Ruble Shockwaves Mean Longer Wait Until Disinflation Sets Inby
February's annual inflation eased more than forecast to 8.1%
Price growth set to quicken next quarter after ruble weakness
Don’t expect the good optics of Russian disinflation to last long.
While price growth eased in February to the slowest since September 2014, the shockwaves of the ruble’s collapse earlier this year are set to catch up with the six-month deceleration. UniCredit SpA, Promsvyazbank PJSC and Gazprombank OJSC say inflation will end the second quarter in double digits before a deeper slowdown sets in. The annual consumer-price index slipped to 8.1 percent from 9.8 percent in January, the Federal Statistics Service in Moscow said Friday. The median of 15 estimates in a Bloomberg survey was for a drop to 8.4 percent.
Resisting the pull of a weaker ruble is a challenge as businesses and consumers continue to adjust to the record devaluation in January. For the central bank, which is struggling to rein in inflation expectations with the economy in recession, that means a longer wait before it can resume monetary easing halted since July.
“Even though inflation is falling, most of it is a base effect because this time last year inflation was rising very sharply,” said Liza Ermolenko, a London-based analyst at Capital Economics Ltd. who predicts price growth at 11 percent at the end of the third quarter. “We don’t think this will trigger a marked shift in tone from the central bank or interest-rate cuts.”
Derivatives traders are pricing in monetary loosening ahead. Forward-rate agreements are signaling 44 basis points in rate cuts during the next three months, the biggest wagers this year for a reduction in borrowing costs. The central bank next reviews rates on March 18.

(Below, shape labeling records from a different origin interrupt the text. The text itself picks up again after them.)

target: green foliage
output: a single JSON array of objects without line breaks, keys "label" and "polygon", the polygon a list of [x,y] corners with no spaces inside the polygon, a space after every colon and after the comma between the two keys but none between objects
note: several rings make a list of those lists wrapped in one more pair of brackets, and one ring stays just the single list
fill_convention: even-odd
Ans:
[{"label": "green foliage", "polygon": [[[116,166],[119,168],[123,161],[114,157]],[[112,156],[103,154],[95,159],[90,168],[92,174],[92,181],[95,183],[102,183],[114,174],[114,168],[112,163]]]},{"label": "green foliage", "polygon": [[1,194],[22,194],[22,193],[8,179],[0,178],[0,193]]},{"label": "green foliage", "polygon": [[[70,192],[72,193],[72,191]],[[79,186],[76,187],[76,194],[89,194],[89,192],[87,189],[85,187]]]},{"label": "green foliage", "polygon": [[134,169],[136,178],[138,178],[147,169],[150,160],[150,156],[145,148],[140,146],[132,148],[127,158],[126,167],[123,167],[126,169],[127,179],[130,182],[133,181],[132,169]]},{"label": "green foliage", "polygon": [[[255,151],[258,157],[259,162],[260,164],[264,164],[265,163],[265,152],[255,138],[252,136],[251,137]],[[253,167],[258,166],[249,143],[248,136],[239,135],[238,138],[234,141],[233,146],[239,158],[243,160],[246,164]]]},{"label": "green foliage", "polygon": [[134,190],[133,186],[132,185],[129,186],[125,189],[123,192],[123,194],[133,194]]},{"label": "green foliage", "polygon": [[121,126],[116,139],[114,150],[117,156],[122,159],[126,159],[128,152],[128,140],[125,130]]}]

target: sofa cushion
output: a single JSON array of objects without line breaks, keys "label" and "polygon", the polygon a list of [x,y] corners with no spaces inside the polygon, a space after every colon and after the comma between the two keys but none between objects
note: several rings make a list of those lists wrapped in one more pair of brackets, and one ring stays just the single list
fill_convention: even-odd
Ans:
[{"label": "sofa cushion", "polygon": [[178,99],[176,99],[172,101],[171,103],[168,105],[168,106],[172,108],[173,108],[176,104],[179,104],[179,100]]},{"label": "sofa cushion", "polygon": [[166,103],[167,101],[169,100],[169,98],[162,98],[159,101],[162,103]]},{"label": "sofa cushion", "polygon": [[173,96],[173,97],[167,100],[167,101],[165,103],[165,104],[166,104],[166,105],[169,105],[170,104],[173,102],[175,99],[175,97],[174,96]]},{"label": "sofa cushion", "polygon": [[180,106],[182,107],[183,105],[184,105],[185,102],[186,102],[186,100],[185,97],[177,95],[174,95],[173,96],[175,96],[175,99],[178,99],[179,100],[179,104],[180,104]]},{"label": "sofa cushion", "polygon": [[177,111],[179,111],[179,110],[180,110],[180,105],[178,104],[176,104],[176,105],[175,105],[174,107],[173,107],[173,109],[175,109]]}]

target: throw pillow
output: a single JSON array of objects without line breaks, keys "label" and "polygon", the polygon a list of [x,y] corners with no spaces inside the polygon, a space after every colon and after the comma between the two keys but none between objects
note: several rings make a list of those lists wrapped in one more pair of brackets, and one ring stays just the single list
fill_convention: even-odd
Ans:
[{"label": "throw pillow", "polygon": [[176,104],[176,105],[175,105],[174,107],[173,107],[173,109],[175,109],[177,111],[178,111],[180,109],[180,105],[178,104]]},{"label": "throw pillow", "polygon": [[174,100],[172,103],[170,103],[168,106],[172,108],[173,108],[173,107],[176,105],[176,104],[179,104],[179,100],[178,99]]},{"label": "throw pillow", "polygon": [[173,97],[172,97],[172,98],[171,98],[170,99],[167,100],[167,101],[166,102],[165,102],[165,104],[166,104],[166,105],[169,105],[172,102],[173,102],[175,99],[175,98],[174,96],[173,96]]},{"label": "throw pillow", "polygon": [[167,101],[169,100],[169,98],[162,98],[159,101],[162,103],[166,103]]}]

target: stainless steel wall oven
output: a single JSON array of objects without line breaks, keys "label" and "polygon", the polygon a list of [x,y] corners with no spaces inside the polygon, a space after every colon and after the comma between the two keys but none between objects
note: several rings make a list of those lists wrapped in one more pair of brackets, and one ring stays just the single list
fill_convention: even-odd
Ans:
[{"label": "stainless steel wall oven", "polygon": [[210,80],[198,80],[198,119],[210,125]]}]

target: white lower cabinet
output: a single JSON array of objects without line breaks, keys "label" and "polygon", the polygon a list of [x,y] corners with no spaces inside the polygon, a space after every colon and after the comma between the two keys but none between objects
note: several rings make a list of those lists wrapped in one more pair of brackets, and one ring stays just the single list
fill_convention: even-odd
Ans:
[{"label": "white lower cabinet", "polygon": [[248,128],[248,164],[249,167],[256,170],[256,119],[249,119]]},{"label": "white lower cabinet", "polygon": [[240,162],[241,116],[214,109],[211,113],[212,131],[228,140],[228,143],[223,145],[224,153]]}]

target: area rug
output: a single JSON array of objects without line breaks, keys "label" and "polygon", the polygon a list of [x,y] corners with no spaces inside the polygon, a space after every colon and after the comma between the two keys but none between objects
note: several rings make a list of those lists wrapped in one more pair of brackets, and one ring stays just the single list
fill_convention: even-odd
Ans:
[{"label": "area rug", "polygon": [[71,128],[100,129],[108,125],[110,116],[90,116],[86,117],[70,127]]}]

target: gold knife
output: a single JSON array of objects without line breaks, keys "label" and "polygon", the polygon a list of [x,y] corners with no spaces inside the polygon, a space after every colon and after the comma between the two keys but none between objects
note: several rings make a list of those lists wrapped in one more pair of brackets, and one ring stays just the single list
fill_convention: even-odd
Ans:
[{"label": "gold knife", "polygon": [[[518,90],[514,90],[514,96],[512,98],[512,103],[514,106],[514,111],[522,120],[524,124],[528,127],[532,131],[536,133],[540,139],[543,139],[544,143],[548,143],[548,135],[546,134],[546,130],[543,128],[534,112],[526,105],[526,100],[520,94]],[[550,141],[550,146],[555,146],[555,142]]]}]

The Bank of Russia, which kept its key rate at 11 percent for a fourth consecutive meeting in January, has conceded that price growth may “deviate” from its 4 percent goal in late 2017 after turmoil in the oil market and the ruble. Still, a pickup in inflation next quarter won’t keep it from slipping below 7 percent as early as next January, according to the central bank. Economy Minister Alexei Ulyukayev is equally upbeat, saying an annual rate of as low as 7 percent is realistic already this year and predicting it at about 8.3 percent to 8.4 percent in February.
The ruble has stabilized after touching a record intraday low against the dollar on Jan. 21, staging the world’s biggest rally since then with a 13 percent gain versus the U.S. currency.
The central bank’s research and forecasting department estimates the ruble’s weakness in December-January weakness will contribute about 1.3 percentage points to inflation in the first quarter, while Deputy Finance Minister Maxim Oreshkin puts its cumulative impact this year at 2.5 percentage points.
As consumers increasingly look for cheaper shopping options amid fast inflation and falling incomes, the world’s biggest yogurt maker Danone has responded by increasing prices to “protect” its profit margins, according to Bernard Ducros, head of the French company’s unit in Russia.
Higher input prices led Russian service providers to raise their average tariffs during February, pushing the rate of inflation to a five-month high, according to a survey of the industry by Markit Economics. Among manufacturers, the pace of input price inflation was “sharp” in February as output costs continued to grow, Markit said.
“I can hardly point to any demand-side inflationary pressure, given the weakness of the economy and the partial wage freeze,” Viktor Szabo, who helps manage $11 billion of emerging-market debt for Aberdeen Asset Management Plc in London, said by e-mail. “With oil prices and hence the ruble stabilizing, one should expect a faster pace of disinflation.”